Bruce Stanley Associated Press

LONDON — Demands for an increase in OPEC oil output intensified Wednesday, as crude prices rose from already high levels despite the group’s efforts to reassure markets against a possible shortfall in supply.

Senior British and European Union officials called on the Organization of Petroleum Exporting Countries, supplier of one-third of the world’s oil, to boost output further or risk throttling economic growth.

“Oil now presents a real and emerging risk to the global economy,” said Ed Balls, chief economic adviser at Britain’s Treasury.

“We are concerned about the adverse effects on the world economy of the recent sharp rise in the world oil price,” he told the Foreign Press Association.

OPEC president Purnomo Yusgiantoro said earlier that OPEC is already producing 25.5 million barrels a day, or 2 million barrels above its official output target. It could raise its actual production “if necessary” by up to 15 percent, or an additional 3.8 million barrels, he told reporters on the sidelines of an investment conference in London.

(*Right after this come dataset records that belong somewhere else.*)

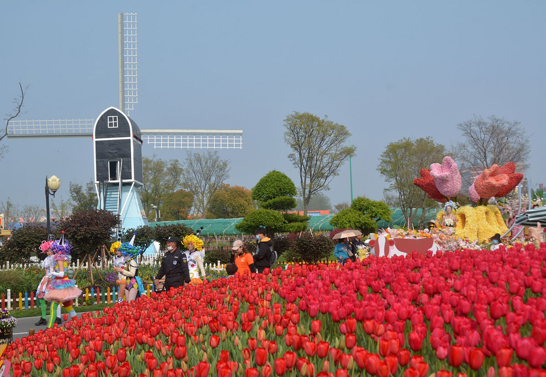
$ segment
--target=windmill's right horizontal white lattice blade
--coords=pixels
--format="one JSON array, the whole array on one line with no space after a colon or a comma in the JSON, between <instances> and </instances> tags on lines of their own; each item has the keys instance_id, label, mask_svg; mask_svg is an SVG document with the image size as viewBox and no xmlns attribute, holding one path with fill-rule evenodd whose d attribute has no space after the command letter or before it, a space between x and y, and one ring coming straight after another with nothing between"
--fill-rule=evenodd
<instances>
[{"instance_id":1,"label":"windmill's right horizontal white lattice blade","mask_svg":"<svg viewBox=\"0 0 546 377\"><path fill-rule=\"evenodd\" d=\"M140 133L154 148L242 149L242 130L144 129Z\"/></svg>"}]
</instances>

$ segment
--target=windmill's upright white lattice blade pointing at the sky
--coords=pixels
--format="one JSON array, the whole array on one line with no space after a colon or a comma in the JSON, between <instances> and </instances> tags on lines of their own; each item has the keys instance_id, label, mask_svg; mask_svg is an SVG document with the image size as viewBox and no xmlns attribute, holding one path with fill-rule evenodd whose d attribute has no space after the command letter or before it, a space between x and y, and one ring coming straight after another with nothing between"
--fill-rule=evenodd
<instances>
[{"instance_id":1,"label":"windmill's upright white lattice blade pointing at the sky","mask_svg":"<svg viewBox=\"0 0 546 377\"><path fill-rule=\"evenodd\" d=\"M120 110L130 115L138 103L136 13L118 14Z\"/></svg>"}]
</instances>

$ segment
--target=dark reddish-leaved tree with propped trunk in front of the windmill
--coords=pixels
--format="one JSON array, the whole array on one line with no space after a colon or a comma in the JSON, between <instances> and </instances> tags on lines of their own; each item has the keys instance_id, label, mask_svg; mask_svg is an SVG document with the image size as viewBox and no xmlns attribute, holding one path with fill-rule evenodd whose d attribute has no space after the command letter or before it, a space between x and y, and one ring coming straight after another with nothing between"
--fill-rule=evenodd
<instances>
[{"instance_id":1,"label":"dark reddish-leaved tree with propped trunk in front of the windmill","mask_svg":"<svg viewBox=\"0 0 546 377\"><path fill-rule=\"evenodd\" d=\"M72 259L80 259L80 263L88 262L87 274L91 282L94 281L92 265L96 255L100 255L106 244L110 246L117 221L117 216L110 211L93 208L91 211L74 212L58 224L58 230L64 231L64 236L73 246L70 252Z\"/></svg>"}]
</instances>

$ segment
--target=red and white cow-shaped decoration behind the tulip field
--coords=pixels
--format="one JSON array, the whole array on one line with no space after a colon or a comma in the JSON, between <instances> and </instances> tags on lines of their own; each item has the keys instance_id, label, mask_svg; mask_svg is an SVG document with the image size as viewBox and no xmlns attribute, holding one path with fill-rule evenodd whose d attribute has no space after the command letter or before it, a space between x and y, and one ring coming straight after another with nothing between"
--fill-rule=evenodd
<instances>
[{"instance_id":1,"label":"red and white cow-shaped decoration behind the tulip field","mask_svg":"<svg viewBox=\"0 0 546 377\"><path fill-rule=\"evenodd\" d=\"M406 256L417 252L419 255L426 255L429 250L432 255L436 254L440 247L432 240L432 238L390 238L389 234L377 235L370 233L370 240L364 242L366 246L370 246L370 254L375 256L387 256L390 258L393 255Z\"/></svg>"}]
</instances>

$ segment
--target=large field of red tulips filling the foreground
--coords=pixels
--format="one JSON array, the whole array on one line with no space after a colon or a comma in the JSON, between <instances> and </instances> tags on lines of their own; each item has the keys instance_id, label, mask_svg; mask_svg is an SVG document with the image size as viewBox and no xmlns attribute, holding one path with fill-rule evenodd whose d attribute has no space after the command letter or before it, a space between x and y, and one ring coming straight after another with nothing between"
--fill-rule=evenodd
<instances>
[{"instance_id":1,"label":"large field of red tulips filling the foreground","mask_svg":"<svg viewBox=\"0 0 546 377\"><path fill-rule=\"evenodd\" d=\"M13 376L546 376L546 244L295 265L84 314Z\"/></svg>"}]
</instances>

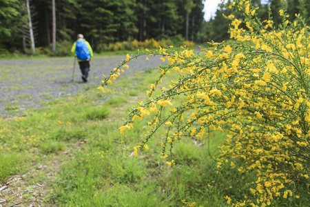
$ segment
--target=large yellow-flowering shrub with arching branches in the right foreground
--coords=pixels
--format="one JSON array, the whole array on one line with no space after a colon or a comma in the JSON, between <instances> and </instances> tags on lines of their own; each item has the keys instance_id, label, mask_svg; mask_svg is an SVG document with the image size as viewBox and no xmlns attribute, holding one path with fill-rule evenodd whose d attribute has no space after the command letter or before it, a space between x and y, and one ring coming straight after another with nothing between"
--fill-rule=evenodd
<instances>
[{"instance_id":1,"label":"large yellow-flowering shrub with arching branches in the right foreground","mask_svg":"<svg viewBox=\"0 0 310 207\"><path fill-rule=\"evenodd\" d=\"M310 36L302 18L289 22L280 10L283 24L260 21L250 1L236 0L229 6L243 13L231 19L231 43L210 43L198 55L184 48L145 50L139 55L161 55L166 66L147 91L149 101L138 103L128 116L121 133L133 128L136 119L152 116L141 148L160 127L167 128L162 142L163 159L167 146L180 137L203 137L209 131L226 132L216 158L219 171L227 163L238 173L254 172L255 182L245 184L249 197L243 200L225 196L233 206L269 206L279 198L298 199L294 186L305 184L310 176ZM138 56L139 56L138 55ZM127 57L117 68L127 66ZM161 95L153 96L156 85L169 72L179 76ZM105 87L120 75L117 70L103 80ZM186 101L174 101L183 95ZM161 114L169 108L169 115ZM184 117L190 113L185 121ZM135 148L138 154L137 148ZM172 153L172 150L170 150Z\"/></svg>"}]
</instances>

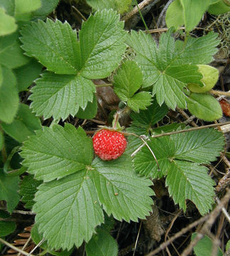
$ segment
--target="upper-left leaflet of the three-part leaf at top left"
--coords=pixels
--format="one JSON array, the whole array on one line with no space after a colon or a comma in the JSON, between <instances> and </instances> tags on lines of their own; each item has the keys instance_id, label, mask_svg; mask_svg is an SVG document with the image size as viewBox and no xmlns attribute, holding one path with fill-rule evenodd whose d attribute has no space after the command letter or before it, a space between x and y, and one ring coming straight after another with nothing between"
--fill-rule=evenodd
<instances>
[{"instance_id":1,"label":"upper-left leaflet of the three-part leaf at top left","mask_svg":"<svg viewBox=\"0 0 230 256\"><path fill-rule=\"evenodd\" d=\"M80 70L80 45L70 24L61 21L29 23L21 30L23 50L57 74L77 74Z\"/></svg>"}]
</instances>

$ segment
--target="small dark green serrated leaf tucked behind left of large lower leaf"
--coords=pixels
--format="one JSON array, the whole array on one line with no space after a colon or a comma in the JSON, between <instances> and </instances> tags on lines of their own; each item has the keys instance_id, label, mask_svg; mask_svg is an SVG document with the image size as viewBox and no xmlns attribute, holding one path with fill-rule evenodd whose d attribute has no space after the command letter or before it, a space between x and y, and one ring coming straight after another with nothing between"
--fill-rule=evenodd
<instances>
[{"instance_id":1,"label":"small dark green serrated leaf tucked behind left of large lower leaf","mask_svg":"<svg viewBox=\"0 0 230 256\"><path fill-rule=\"evenodd\" d=\"M26 203L24 205L25 208L31 209L35 193L38 191L38 186L42 183L42 181L36 181L32 175L25 176L20 186L20 195L22 196L21 201Z\"/></svg>"}]
</instances>

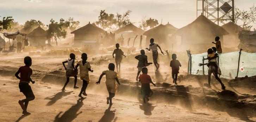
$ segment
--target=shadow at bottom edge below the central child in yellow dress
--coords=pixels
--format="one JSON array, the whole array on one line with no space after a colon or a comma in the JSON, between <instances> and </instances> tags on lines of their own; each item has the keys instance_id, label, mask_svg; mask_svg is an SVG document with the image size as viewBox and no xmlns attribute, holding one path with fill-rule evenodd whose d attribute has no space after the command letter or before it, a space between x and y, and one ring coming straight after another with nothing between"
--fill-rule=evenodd
<instances>
[{"instance_id":1,"label":"shadow at bottom edge below the central child in yellow dress","mask_svg":"<svg viewBox=\"0 0 256 122\"><path fill-rule=\"evenodd\" d=\"M108 109L105 110L104 115L101 117L99 122L111 122L115 117L115 110L110 110L111 106L108 107ZM117 120L117 117L115 117L114 121Z\"/></svg>"}]
</instances>

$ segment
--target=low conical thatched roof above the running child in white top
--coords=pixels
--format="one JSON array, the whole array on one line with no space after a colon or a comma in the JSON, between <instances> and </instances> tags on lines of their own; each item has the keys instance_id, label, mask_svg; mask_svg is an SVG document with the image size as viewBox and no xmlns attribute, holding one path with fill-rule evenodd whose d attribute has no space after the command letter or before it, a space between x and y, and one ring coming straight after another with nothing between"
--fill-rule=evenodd
<instances>
[{"instance_id":1,"label":"low conical thatched roof above the running child in white top","mask_svg":"<svg viewBox=\"0 0 256 122\"><path fill-rule=\"evenodd\" d=\"M143 35L145 35L145 36L168 35L168 34L172 34L174 32L175 32L174 29L170 29L167 26L160 24L155 28L145 31L145 33Z\"/></svg>"}]
</instances>

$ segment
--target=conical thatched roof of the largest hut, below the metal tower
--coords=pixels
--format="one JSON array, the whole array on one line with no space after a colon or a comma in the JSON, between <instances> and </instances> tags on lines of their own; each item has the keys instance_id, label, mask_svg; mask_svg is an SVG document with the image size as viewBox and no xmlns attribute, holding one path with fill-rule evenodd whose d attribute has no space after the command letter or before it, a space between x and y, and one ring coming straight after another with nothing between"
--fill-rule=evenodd
<instances>
[{"instance_id":1,"label":"conical thatched roof of the largest hut, below the metal tower","mask_svg":"<svg viewBox=\"0 0 256 122\"><path fill-rule=\"evenodd\" d=\"M221 36L229 34L224 28L218 26L204 15L200 15L192 23L178 29L176 36Z\"/></svg>"}]
</instances>

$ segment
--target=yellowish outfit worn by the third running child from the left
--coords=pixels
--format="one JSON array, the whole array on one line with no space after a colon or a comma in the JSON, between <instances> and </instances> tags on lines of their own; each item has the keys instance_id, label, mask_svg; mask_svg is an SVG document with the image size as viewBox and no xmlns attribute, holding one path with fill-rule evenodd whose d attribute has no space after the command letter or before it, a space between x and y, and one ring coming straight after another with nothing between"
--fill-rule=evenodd
<instances>
[{"instance_id":1,"label":"yellowish outfit worn by the third running child from the left","mask_svg":"<svg viewBox=\"0 0 256 122\"><path fill-rule=\"evenodd\" d=\"M92 66L90 66L90 62L86 62L85 65L83 65L83 61L80 60L78 62L79 64L79 74L80 74L80 79L81 80L86 80L89 84L90 82L90 78L89 78L89 70L88 68L92 68Z\"/></svg>"}]
</instances>

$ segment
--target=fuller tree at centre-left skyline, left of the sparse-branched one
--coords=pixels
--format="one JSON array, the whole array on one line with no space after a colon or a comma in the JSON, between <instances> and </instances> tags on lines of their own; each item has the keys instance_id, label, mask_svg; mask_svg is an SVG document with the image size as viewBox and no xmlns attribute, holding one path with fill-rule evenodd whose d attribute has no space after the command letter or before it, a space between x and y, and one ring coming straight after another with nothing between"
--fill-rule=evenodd
<instances>
[{"instance_id":1,"label":"fuller tree at centre-left skyline, left of the sparse-branched one","mask_svg":"<svg viewBox=\"0 0 256 122\"><path fill-rule=\"evenodd\" d=\"M98 21L95 24L102 29L111 28L117 22L114 17L114 14L108 14L105 10L100 10L100 16L98 16Z\"/></svg>"}]
</instances>

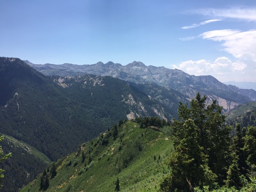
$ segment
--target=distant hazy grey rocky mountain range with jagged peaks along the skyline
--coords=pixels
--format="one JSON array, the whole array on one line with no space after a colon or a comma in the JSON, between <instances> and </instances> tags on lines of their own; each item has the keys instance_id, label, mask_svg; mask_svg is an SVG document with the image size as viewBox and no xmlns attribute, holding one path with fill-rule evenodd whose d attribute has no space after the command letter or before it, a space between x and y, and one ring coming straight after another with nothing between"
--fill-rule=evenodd
<instances>
[{"instance_id":1,"label":"distant hazy grey rocky mountain range with jagged peaks along the skyline","mask_svg":"<svg viewBox=\"0 0 256 192\"><path fill-rule=\"evenodd\" d=\"M160 86L175 89L188 98L193 98L196 92L206 94L209 102L217 100L225 110L256 99L256 91L239 89L226 85L212 76L191 76L178 69L146 66L142 62L132 62L126 66L109 61L106 64L98 62L93 65L35 65L26 61L36 70L45 75L74 76L81 74L109 75L134 83L151 82Z\"/></svg>"}]
</instances>

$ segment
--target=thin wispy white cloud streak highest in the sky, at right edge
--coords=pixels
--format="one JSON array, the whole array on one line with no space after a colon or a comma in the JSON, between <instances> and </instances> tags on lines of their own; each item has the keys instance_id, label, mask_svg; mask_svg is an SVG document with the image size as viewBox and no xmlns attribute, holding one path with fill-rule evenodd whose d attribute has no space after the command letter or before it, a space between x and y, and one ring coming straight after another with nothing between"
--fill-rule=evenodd
<instances>
[{"instance_id":1,"label":"thin wispy white cloud streak highest in the sky, at right edge","mask_svg":"<svg viewBox=\"0 0 256 192\"><path fill-rule=\"evenodd\" d=\"M256 21L256 7L231 9L200 9L192 12L212 17L224 17Z\"/></svg>"}]
</instances>

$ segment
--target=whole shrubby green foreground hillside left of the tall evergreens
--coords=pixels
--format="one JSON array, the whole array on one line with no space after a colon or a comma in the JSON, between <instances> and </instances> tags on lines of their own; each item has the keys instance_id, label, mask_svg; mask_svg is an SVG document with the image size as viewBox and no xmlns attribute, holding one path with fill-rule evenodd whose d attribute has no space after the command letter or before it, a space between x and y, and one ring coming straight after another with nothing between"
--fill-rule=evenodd
<instances>
[{"instance_id":1,"label":"whole shrubby green foreground hillside left of the tall evergreens","mask_svg":"<svg viewBox=\"0 0 256 192\"><path fill-rule=\"evenodd\" d=\"M157 191L170 170L171 128L155 117L147 118L143 128L136 122L120 121L52 163L20 191L103 192L114 191L117 183L120 191Z\"/></svg>"}]
</instances>

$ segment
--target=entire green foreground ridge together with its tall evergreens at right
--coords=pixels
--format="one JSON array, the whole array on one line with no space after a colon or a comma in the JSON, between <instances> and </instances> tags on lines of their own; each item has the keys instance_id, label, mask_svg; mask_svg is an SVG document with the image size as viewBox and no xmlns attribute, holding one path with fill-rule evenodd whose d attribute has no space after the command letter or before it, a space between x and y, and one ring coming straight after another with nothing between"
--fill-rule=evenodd
<instances>
[{"instance_id":1,"label":"entire green foreground ridge together with its tall evergreens at right","mask_svg":"<svg viewBox=\"0 0 256 192\"><path fill-rule=\"evenodd\" d=\"M121 120L21 191L255 191L256 127L227 125L205 101L180 103L174 122Z\"/></svg>"}]
</instances>

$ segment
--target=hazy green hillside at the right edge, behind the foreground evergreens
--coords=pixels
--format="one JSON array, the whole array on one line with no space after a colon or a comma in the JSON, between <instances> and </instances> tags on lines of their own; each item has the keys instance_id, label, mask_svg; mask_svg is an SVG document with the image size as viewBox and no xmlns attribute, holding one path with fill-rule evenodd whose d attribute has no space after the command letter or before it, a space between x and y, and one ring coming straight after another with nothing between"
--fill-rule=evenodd
<instances>
[{"instance_id":1,"label":"hazy green hillside at the right edge, behind the foreground evergreens","mask_svg":"<svg viewBox=\"0 0 256 192\"><path fill-rule=\"evenodd\" d=\"M227 123L230 125L240 123L241 127L248 125L256 126L256 101L244 103L237 108L225 113L227 115Z\"/></svg>"}]
</instances>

Purnomo was hoping to calm a market agitated by unexpectedly strong demand for crude and fears about instability in the Middle East. U.S. oil prices have soared above $40 a barrel, and many analysts predict even higher prices when demand for gasoline rises this summer.

Although prices fell at first on Purnomo’s comments, they recovered and shot higher later in the day.

“This week we will be consulting with OPEC on the recent rise in oil prices and urging them to raise oil production to meet world demand at the prices they themselves have said are sustainable,” Treasury chief Gordon Brown told a House of Lords committee.

Several, if not all, of OPEC’s members were expected to gather for emergency talks Saturday during an energy forum in Amsterdam, and Purnomo said he hoped they would discuss a Saudi proposal for OPEC to raise its output target by 1.5 million barrels. Saudi Arabia is the only group member with significant additional capacity.

The European Union’s energy commissioner, Loyola de Palacio, told reporters in Brussels that OPEC risks losing credibility if it refuses to boost output during these talks.

“A decision must be taken to raise oil production,” said de Palacio, who also will attend the forum in the Dutch capital.

However, Purnomo said that any agreement to change the OPEC target would require the approval of all the group’s members, and an official at OPEC’s headquarters in Vienna said that some members might not attend the Amsterdam talks.

Regardless of what happens this weekend, a formal decision to raise the production target would have to wait until all of OPEC’s 11 members meet formally on June 3 in Beirut, the OPEC official said, speaking on condition of anonymity.

OPEC members blame speculators and geopolitical jitters for much of the strength in prices, and many insist there is no physical shortage of crude.